LAM/MPI logo

LAM/MPI General User's Mailing List Archives

  |   Home   |   Download   |   Documentation   |   FAQ   |   all just in this list

From: David Sanchez Rodriguez (dsanchez_at_[hidden])
Date: 2006-03-09 05:58:46


Hi all,

Up to now, I have been working with LAM-6.5.6 distribution. My
applications run right in it.
Last week, I updated to LAM-7.1.1 and I began to have problems with signals.

Next, I show a simple code to explain the problem:

-----------------------------------------
void unlockFixedSlave()
{
     printf("Recieved signal\n");
}

int main(argc,argv)
int argc;
char *argv[];
{
     int pid, NA, my_id;

     MPI_Init(&argc,&argv);
     MPI_Comm_rank(MPI_COMM_WORLD,&my_id);
     MPI_Comm_size(MPI_COMM_WORLD,&NA);
     NA--;

      pid= fork();
      switch(pid) {
             case 0: // SON
               {
             if (kinit(PRCMD) != 0) {
                 printf("Couldn't attach to the lamd. Bye!\n");
                 exit(1);
             }
             else
                 printf("I am attached to the lamd\n");
                 printf("SON PROCESS id= %d\n",getpid());
                 if (kdoom(getppid(),LAM_SIGA) == (ENOTPROCESS || EINVAL) )
                      printf("LAM_SIGA signal has NOT been sent\n");
                  else
                      printf("LAM_SIGA signal has been sent by son\n");
                 break;
             }
             default: // FATHER
             {
                 lam_ksignal(LAM_SIGA,unlockFixedSlave);
                 printf("After lam_ksignal\n");
                 while (1);
         }
       }
     MPI_Finalize();
}
-----------------------------------------

Father process installs a handler for LAM_SIGA (unlockFixedSlave), and
son process sent LAM_SIGA signal to father process using 'kdoom' function.
With LAM-6.5.6 the message "Recieved signal" (unlockFixedSlave function)
is show.
With LAM-7.1.1 the message is not show, but the signal was sent.
Therefore, I think the signal is not caught.
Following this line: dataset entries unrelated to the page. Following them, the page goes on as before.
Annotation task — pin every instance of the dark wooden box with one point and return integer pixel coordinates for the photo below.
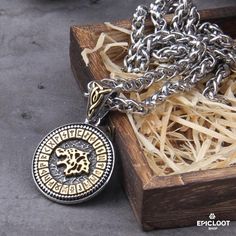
(159, 202)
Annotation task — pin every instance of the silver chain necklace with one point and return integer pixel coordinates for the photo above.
(74, 162)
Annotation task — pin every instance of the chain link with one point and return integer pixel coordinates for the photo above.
(185, 47)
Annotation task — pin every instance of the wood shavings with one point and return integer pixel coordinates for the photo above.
(185, 133)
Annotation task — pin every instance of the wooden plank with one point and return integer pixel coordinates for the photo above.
(159, 202)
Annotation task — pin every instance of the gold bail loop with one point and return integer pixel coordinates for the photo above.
(97, 107)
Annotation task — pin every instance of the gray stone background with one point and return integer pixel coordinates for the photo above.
(38, 93)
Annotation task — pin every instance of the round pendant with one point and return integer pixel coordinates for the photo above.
(73, 163)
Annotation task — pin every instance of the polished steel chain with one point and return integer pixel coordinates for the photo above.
(185, 48)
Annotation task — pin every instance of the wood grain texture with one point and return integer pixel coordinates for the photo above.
(159, 202)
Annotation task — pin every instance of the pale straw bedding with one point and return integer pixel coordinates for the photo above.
(185, 133)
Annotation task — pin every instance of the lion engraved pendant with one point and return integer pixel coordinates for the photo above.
(73, 163)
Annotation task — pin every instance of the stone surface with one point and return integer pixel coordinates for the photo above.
(38, 93)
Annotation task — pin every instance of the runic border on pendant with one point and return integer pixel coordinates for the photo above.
(92, 183)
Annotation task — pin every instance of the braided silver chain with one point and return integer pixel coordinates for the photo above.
(185, 47)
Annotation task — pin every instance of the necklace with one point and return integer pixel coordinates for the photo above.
(74, 162)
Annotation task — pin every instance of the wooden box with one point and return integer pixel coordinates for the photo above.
(159, 202)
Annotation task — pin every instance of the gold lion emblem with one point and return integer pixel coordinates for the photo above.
(75, 161)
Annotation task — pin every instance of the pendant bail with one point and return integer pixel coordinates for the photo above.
(97, 107)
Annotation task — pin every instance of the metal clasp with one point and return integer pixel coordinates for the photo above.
(97, 106)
Could anybody say me what is the problem and how does it can be solve?

Next I show mpirun call and results for each distribution:

-WITH LAM 6.5.6

dsanchez_at_beltram:~/kk$ hcc -I/usr/src/lam-6.5.6/share/include
pruebasignal.c -o prueba
dsanchez_at_beltram:~/kk$ mpirun -v -np 1 prueba
756 prueba running on n0 (o)
After lam_ksignal
I am attached to the lamd
SON PROCESS id= 757
LAM_SIGA signal has been sent by son
Recieved signal

-WITH LAM 7.1.1

dsanchez_at_beltram:~/kk$ hcc -I/usr/src/lam-7.1.1/share/include
pruebasignal.c -o prueba
dsanchez_at_beltram:~/kk$ mpirun -v -sigs -np 1 prueba
769 prueba running on n0 (o)
After lam_ksignal
I am attached to the lamd
SON PROCESS id= 770
LAM_SIGA signal has been sent by son
dsanchez_at_beltram:~/kk$

Regards,
David

-- 
******************************
David Sánchez Rodríguez
Departamento de Ingeniería Telemática
Edif. Telecomunicaciones, Pab. C, Desp. 237
Campus Universitario de Tafira s/n
35017 - Las Palmas de Gran Canaria
SPAIN
TLF: 928-458047
FAX: 928-451380
E-Mail: dsanchez_at_[hidden]